Four Pakistani state-owned petroleum companies (SoEs) have signed
on Thursday a memorandum of understanding (MoU) to facilitate US$10 billion
Saudi investment in a new oil refinery at Gwadar, Baluchistan with a refining
capacity of 300,000 barrels per day – the first in more than a decade and the
largest in the country.
The
government is reportedly in the advanced stages of negotiations with Saudi
giant Aramco to execute the Greenfield refinery project at the strategic Gwadar
Port and wanted to complete the initial paperwork before its tenure ends in two
weeks.
Oil and Gas Development Company (OGDCL), Pakistan State Oil Company
(PSO), Pakistan Petroleum (PPL), and Government Holdings (GHPL) signed the MoU
to join hands and provide comfort to the Saudi firm to enter Pakistan with a
major investment.
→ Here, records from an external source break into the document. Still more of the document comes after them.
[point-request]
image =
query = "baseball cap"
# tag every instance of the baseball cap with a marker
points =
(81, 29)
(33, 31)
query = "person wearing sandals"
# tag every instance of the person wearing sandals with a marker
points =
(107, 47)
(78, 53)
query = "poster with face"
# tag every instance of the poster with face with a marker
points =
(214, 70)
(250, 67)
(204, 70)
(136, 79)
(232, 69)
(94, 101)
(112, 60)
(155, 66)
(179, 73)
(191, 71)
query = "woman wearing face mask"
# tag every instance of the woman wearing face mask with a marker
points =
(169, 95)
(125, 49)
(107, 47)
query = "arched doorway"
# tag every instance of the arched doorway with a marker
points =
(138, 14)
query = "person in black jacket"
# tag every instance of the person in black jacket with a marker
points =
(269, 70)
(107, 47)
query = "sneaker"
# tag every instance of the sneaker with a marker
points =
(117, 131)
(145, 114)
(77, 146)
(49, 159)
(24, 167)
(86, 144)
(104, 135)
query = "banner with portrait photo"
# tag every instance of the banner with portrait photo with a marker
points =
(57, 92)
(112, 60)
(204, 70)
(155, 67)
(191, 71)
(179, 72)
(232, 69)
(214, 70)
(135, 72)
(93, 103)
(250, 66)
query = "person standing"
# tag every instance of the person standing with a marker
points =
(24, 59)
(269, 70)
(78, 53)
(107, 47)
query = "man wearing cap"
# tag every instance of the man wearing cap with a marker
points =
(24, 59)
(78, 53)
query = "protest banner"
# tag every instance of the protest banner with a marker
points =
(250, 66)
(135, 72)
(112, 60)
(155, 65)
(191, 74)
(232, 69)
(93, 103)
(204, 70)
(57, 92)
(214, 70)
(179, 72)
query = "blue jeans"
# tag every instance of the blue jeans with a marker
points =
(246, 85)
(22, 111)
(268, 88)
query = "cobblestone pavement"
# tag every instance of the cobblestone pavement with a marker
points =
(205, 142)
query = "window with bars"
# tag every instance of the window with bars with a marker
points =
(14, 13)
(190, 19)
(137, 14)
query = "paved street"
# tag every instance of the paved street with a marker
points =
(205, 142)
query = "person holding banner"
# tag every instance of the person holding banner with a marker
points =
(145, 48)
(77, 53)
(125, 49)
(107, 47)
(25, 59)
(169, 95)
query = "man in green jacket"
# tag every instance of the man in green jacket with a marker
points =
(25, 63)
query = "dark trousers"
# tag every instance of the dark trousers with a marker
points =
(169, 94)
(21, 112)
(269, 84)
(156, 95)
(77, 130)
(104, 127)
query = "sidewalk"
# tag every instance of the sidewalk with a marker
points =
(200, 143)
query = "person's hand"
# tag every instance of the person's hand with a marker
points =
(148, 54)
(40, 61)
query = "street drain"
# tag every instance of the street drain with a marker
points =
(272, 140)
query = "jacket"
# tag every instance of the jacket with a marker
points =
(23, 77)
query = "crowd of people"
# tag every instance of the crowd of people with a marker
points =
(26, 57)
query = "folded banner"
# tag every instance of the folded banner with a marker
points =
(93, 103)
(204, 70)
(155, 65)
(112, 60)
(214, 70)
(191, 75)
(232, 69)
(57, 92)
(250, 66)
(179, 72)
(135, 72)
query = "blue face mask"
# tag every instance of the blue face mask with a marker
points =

The four SoEs would join the project through equity
participation.
The
project envisions setting up an integrated refinery petrochemical complex with
a crude oil processing capacity of a minimum 300,000 bpd along with a
petrochemical facility. The integrated complex shall comprise various
components such as marine infrastructure, petrochemical complex, storages for
crude oil and refined products, pipeline connectivity etc.
According
to the Petroleum Division, despite being integral to the growth of the economy,
no new refinery project has materialized in Pakistan for more than a decade and
only two refineries have been added in the last 40 years. Compared to the 20
million tons of refining capacity, the actual capacity utilization is at around
11 million tons.
This is mainly due to the decreasing furnace oil demand in
the country as a result of a change in the energy mix in the power sector and
the fixed production slate of refineries that cannot produce just petrol and
high-speed diesel and all products are produced simultaneously. Thus, as
furnace oil demand declines, refineries have to lower their overall production
and struggle to maintain their throughput at optimal levels.
This is despite the fact that independent consultants
forecast Pakistan’s demand for petrol and diesel to grow beyond 33 million tons
per annum by 2023.
To facilitate the Saudi investment in refining, the
government has recently passed a new policy under which a new deep conversion
oil refinery of a minimum 300,000 bpd achieving financial close of the project
within five years shall be eligible for a customs duty of 7.5% for 25 years on
petrol and diesel of all grades produced effective from the date of commissioning
of the refinery.
The said refinery shall also enjoy a 20-year tax holiday and
would also be entitled to exemption from levy of customs duties, surcharges,
withholding tax, general sales tax, any other ad valorem tax or any other
levies and duties on import of any equipment to be installed, or material to be
used in the refinery projects without any precondition for obtaining
certification by the Engineering Development Board.
These
fiscal incentives and other facilitation would be recorded and protected under
the project agreements between the project company, the key sponsors, investors
and the concerned government and would be protected through a grant to Special
Economic Zones Act.
Minister for State Musadiq Malik, who witnessed the MoU
signing ceremony, said the Saudi oil firm showed a willingness to inject the
entire equity into the multibillion-dollar refinery project, leading the
Pakistani government to decide on a joint venture with key SoEs.